The clone vats pulsed with life.
Rows of bioluminescent tanks stretched into the abyss of the chamber's deep sublevels, their contents no longer dormant. Limbs twitched within the birthing fluid. Eyes fluttered beneath closed lids. The cloned forms had shape now—muscle striations visible beneath translucent skin, neurons alight in preparation for accelerated imprinting. Dozens of them had already emerged from their shells. Their first steps were monitored in sterile white corridors, not by handlers, but by predictive-response algorithms designed to guide them like invisible midwives.
And above it all, in the control spire overlooking the central brain-core, stood two figures.
Dr. Cenn Garreth's face was pale with excitement. He looked a man possessed—gaunt, fire-eyed, stained with synthetic blood up to the wrists from hours of direct calibration. But he was smiling. Wide. Unapologetic. Serina Calis stood beside him, arms behind her back, gaze cold and consuming as she watched her creation stir into the world.
"They're perfect," Garreth breathed. "Beyond anything we ever dreamed on Kamino. We're folding experience into their minds with less than four percent memory degradation. Reflex latency is lower than even alpha-phase ARC troopers. And the gene-blending—your mercenaries brought me so much material, Serina. From Echani warbloods. Ubese assassins. Even a Zabrak berserker strain. All stabilized."
The clones were training already—some running obstacle routines, others practicing marksmanship in complete darkness. One team worked in complete silence, communicating only through rhythmic taps and glances, slicing through an imaginary enemy formation like shadows with knives.
"Phase One is ready," Garreth said simply.
Serina exhaled, slow and satisfied.
"Good."
She turned from the glass, her steps silent across the observation deck, eyes glittering like cold fire in the low light.
"And the energy core from Orax, thanks to the efforts of Raef Malstadt and his mercenaries?"
"Stable," Garreth replied. "Far more than we expected.
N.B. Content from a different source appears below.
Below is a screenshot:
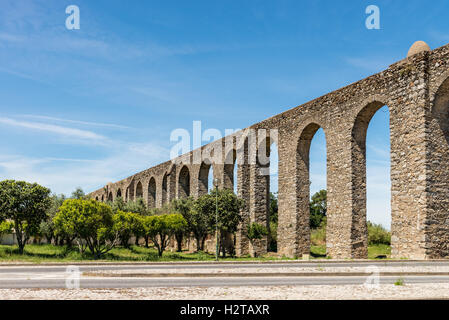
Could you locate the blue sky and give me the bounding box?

The mercenaries recovered the thorium-crystal drive intact—thank the stars for that. It's powering our whole generation chamber without the need to tap Polis Massa's infrastructure. No chance of anyone detecting abnormal drain from the main grid. Your men were... brutal."
Serina's lips curled faintly at the corners.
"Brutality is a tax I'm always willing to pay for results."
She paused, as though tasting the moment, then continued with icy precision.
"But we are not done."
Garreth stiffened. He already knew. She didn't have to say it. But she would. She always would.
"You want to go beyond the Fett template," he said, softly.
Serina turned back to him, face sharp with promise. "I want a species. Not a uniform. Variety is the weapon of evolution. Jango Fett gave the galaxy soldiers. I intend to give it something else."
Garreth sighed, rubbing the bridge of his nose. "Then we'll need the Kaminoan template regulator."
Serina said nothing. The silence pressed like a blade to the neck.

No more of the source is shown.